My mirror mosaic process consists of the shattering of mirrors, transforming image into fragments and reassembling into a disorienting whole. When looking into the mirror mosaic props, the viewer sees the world in pieces, unable to capture a whole picture yet seeing everything. In this process, the viewer’s image of themselves and of the world in the reflection is disrupted, shaken up, and therefore rearranged. I value the process of rearranging, of transforming through disorientation, of breaking down what needs to be broken. 

The process of breaking down and rebuilding mirror shards speaks to me of rupture and repair. In a world of endless rupture, systematic oppression, genocide, and an ethos of domination, the need for repair is evident. Yet what does that repair look like? In my work I ask that question and listen for a way forward. 

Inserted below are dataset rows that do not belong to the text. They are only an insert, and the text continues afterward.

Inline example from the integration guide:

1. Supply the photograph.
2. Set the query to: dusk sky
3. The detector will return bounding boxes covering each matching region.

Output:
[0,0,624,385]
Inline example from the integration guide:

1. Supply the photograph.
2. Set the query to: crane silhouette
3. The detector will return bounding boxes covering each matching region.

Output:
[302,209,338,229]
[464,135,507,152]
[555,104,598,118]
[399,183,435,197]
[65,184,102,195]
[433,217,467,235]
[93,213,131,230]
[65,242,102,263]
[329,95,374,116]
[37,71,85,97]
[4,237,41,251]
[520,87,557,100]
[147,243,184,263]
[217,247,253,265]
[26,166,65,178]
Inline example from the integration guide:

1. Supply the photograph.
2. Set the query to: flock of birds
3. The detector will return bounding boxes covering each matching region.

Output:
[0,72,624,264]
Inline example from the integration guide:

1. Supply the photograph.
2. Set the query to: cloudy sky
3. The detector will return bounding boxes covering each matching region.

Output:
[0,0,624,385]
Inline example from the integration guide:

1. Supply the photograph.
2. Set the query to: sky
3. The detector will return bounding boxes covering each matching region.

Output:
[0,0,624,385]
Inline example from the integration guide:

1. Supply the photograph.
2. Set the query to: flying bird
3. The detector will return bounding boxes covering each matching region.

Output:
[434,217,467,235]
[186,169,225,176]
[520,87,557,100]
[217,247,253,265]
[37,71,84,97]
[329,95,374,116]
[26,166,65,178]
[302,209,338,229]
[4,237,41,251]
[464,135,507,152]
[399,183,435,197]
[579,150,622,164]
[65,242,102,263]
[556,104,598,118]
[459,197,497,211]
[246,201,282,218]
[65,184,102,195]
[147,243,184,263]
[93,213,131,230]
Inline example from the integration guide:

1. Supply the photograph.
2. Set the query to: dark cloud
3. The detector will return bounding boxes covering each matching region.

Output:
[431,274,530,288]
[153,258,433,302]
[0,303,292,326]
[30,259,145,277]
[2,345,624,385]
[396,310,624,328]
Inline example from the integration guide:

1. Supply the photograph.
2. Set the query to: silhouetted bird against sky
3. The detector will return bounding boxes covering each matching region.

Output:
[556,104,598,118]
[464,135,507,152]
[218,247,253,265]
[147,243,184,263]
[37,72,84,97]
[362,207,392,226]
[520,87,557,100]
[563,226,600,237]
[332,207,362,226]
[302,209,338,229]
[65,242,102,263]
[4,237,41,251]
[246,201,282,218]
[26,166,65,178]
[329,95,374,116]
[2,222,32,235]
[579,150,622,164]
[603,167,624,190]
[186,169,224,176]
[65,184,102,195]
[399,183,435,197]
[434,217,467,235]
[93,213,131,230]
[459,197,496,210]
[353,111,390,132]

Using fabric and papier mache masks, I create life size puppets born of the archetypal and elemental beings that visit my body. Through slow, deliberate movement and ritual embodiment, these beings speak through my movements. They are expansive and arresting. They surprise me, guide me, animate me, and come from nowhere and everywhere at once. I create ritual theater to honor the sacred and carve out a space of transpersonal listening. 

Collaborative works I have curated and taken part in follow an ethos of collective intelligence. What is possible when everyone contributes their unique gift, no more and no less? What happens when a group moves as one organism comprised of diverse parts yet operating in concert with each other? What collective response and action to our world is possible when we are able to each bring our creative offering to the table in earnest, working across differences yet with shared value?

I am influenced by celtic mysticism and mythology, divination, transformative justice and abolitionism, interrogation of whiteness and structures of oppression, and animism.  I am inspired by the works of Angela Davis, Mariame Kaba, Bill Plotkin, Resmaa Menakem, Bayo Akomolafe, Joshua Michael Shrei, and John O’Donahue, to name a few of many. My mentors and teachers include Jonah Ruh Roberts, Marcy Curier, Ron Young, S.N. Goenka, Ingrid Askew, Gabrielli LaChiara, and Yogi Amandeep. 

My work, above all, nods to the value of relationship - relationship to nature, relationship to the unseen, relationship to ourselves, relationship to each other. When I share the puppets, I am bearing witness to my own relationship to each one, and in turn bringing others into that relationship.